= Dong Yanping =

Political and military figure of Taiwan

Dong Yanping (1896 – November 5, 1976) was a political and military figure of Taiwan. His original name was Zhifang, and his courtesy name was Peiqing. He was a native of Horqin Right Front Banner in Inner Mongolia (now part of Taonan City, Jilin Province).

== Biography ==
In the spring of 1918, Dong Yanping went to Japan to study. In 1921, he earned a bachelor's degree in law from Meiji University. After returning to the Republic of China, he enrolled at the Northeast Military Academy and graduated in 1925. In the winter of 1927, he went back to Japan to study at the Army War College and graduated in 1930. Upon returning to China, he was appointed Military Secretary at the Headquarters of the Commander-in-Chief of the Northeast Frontier Defense Army.

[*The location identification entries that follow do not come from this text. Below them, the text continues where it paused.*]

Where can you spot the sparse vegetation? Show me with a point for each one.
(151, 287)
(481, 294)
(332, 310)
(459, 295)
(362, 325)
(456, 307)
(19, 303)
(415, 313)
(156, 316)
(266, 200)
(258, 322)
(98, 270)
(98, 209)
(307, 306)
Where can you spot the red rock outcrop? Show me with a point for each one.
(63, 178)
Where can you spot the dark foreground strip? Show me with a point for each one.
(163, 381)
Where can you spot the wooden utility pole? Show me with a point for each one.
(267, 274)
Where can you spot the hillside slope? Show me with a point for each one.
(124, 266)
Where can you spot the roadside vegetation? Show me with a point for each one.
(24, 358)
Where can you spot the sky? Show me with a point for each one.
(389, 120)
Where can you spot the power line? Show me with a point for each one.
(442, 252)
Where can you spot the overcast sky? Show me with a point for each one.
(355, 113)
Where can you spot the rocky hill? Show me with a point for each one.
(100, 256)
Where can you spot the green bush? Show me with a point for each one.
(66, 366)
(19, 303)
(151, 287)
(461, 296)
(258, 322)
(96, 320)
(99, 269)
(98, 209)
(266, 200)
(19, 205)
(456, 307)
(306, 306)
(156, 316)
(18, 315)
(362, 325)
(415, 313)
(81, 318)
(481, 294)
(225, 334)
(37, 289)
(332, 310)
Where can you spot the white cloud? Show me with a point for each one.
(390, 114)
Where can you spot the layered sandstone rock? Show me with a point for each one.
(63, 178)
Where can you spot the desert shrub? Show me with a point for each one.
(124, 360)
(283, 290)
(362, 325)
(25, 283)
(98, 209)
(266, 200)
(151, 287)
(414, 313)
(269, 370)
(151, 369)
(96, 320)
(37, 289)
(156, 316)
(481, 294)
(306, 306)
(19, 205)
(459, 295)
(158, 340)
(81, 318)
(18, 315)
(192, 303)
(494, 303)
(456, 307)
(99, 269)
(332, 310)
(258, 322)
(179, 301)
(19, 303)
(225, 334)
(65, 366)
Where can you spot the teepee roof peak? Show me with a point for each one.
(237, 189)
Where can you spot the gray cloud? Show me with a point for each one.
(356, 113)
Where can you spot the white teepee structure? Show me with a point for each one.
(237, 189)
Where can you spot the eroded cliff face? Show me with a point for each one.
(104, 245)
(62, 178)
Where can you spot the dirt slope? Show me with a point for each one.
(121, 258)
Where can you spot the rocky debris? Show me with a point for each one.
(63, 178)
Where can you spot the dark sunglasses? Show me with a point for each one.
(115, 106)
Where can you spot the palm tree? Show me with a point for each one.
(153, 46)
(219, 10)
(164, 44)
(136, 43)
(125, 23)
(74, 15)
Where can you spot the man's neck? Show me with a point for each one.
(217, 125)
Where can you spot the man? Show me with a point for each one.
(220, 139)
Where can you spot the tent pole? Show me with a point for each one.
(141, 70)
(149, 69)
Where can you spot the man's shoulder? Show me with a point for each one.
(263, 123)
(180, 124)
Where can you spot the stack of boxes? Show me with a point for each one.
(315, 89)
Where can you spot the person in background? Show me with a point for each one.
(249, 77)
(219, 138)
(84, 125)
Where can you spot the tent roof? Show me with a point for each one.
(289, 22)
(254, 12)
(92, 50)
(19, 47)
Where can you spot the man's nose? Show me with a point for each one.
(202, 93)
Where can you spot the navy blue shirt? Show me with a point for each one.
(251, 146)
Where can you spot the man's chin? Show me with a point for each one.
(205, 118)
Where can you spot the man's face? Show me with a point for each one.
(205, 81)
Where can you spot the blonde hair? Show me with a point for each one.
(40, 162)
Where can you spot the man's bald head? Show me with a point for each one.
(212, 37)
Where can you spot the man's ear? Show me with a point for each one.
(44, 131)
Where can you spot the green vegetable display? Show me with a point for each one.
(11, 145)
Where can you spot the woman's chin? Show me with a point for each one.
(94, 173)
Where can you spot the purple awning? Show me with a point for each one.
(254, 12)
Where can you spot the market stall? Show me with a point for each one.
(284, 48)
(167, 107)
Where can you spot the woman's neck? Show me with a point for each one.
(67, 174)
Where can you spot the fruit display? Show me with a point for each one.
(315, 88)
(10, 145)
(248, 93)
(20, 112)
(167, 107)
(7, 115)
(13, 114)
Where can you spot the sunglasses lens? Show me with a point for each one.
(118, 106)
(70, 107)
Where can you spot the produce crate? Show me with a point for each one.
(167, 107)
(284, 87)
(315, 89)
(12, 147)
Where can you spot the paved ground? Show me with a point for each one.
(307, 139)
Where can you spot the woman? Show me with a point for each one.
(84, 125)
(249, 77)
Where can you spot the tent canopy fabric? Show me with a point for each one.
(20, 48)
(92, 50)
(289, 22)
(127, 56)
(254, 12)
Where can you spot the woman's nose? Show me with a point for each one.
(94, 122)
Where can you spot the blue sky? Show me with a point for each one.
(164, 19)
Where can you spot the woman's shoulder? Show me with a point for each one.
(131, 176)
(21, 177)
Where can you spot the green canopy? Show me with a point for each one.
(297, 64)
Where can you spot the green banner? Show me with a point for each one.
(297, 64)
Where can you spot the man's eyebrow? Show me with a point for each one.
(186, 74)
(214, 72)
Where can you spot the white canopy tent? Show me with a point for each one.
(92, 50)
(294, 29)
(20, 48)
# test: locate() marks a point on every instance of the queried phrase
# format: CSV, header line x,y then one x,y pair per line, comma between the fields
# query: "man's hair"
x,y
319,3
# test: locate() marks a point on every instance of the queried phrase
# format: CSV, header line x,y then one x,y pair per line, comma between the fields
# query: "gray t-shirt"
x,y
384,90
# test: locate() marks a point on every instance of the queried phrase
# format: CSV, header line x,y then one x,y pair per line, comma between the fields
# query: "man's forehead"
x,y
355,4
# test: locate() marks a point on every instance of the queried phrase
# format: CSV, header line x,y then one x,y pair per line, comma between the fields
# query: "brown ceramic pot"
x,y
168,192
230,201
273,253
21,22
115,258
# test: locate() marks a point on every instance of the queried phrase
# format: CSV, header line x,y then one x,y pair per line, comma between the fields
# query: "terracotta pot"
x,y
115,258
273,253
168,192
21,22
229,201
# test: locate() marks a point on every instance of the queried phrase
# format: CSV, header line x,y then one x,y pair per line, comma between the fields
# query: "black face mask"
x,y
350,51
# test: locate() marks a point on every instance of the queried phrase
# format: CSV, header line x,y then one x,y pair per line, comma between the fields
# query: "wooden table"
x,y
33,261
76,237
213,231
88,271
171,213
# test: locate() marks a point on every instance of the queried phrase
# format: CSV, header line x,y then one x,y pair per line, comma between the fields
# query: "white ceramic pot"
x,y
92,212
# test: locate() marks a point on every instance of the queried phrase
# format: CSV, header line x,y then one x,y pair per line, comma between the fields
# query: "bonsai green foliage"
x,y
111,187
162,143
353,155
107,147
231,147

In November 1931, he became Chief of Staff at the Tianjin Martial Law Command and later served as Chief of Staff of the 105th Division. In the autumn of 1935, he was promoted to Major General and commanded the 1st Brigade of the 105th Division. In 1937, he was appointed Deputy Commander of the 49th Army. Following the outbreak of the Second Sino-Japanese War, he participated in the Battle of Cangzhou and the Battle of Shanghai. He later held positions as Director of the Military Training Inspection Office and Head of the Military Training Department, before being transferred to serve as Chief of Staff of the 11th Group Army Headquarters.In August 1945, he was appointed Deputy Chief of Staff of the Northeast Headquarters of the Military Affairs Commission and concurrently served as Head of the Chinese Military Mission to the Soviet Union. In the winter of 1946, he served as a delegate to the National Constituent Assembly. In the winter of 1947, he was elected as a delegate to the National Assembly. In February 1948, he became Chairman of the Andong Provincial Government and, in May of the same year, a member of the Political Affairs Committee of the Northeast Headquarters.

As the Kuomintang (KMT) suffered defeats during the Chinese Civil War, Dong Yanping fled to Taiwan, where he retained his position as a National Assembly delegate. He later served as Director of the Northeast Research Institute under the Academia Sinica. He also held posts as Deputy Secretary-General of the KMT Central Policy Committee and as an advisor on party affairs. Dong Yanping passed away in Taipei on November 5, 1976, at the age of 80.